Tom K. answered • 11/14/20
Knowledgeable and Friendly Math and Statistics Tutor
Excluding the null set, which would be the unique subset that has the sum 0 anyway, there are 2^10 - 1 = 1023 subsets of a set of length 10.
A simple use of the pigeonhole principle which would work in this case would be to say that the smallest sum of a subset of length 10 of the integers from 1 to 100 is 1 - a set of length 1 containing the integer 1 - and the largest would be the maximum value of the set, which is 100 + 99 + 98 + . + 91 = 955
Now, to use the pigeonhole principle, as the set consists of only integers, and the sums range from 1 to 955, there is a maximum of 955 different values for the subsets. However, we have 1023 subsets, Thus, there must be matches.
Note that we can lessen the number of possible values. As we excluded the null set, exclude the set of length 10 (it, also, will be the unique set with this sum), and we have 2^10 - 2 subsets.
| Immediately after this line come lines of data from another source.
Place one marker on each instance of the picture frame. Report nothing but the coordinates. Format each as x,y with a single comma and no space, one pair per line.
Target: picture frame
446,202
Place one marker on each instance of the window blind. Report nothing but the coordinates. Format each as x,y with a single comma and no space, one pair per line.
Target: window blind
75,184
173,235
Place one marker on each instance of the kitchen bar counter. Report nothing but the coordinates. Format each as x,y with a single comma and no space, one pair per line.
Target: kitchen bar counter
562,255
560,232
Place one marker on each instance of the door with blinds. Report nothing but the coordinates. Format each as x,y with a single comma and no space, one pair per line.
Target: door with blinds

While the minimum value remains 1, the maximum value is now 100 + 99 + ...+ 92 (there are only at most 9 members of the subset), so the maximum possible value is 864, so there are at most 864 possible values but there are 1022 subsets, so there must be matches.
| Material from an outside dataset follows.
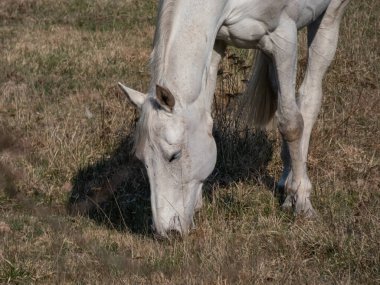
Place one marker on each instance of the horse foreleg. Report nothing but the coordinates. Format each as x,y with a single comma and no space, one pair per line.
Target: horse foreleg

A generalized answer might be that if we have a set {1, 2, ..., N} and subsets of length M,
we will have 2^M - 2 subsets of the subset not including the null set and the subset of length M, and the possible values range from 1 to N + N-1 + ... + N - M + 2 = NM - N - (M-1)(M-2)/2 = NM - N - 1/2M^2 +3/2M - 1 possible values.
If NM - N - 1/2M^2 +3/2M - 1 < 2^M - 2, we must have duplicates.
You could write
If NM - N - 1/2M^2 +3/2M + 1 - 2^M < 0, you have duplicates, but that doesn't show the essence of the pigeonhole principle as well.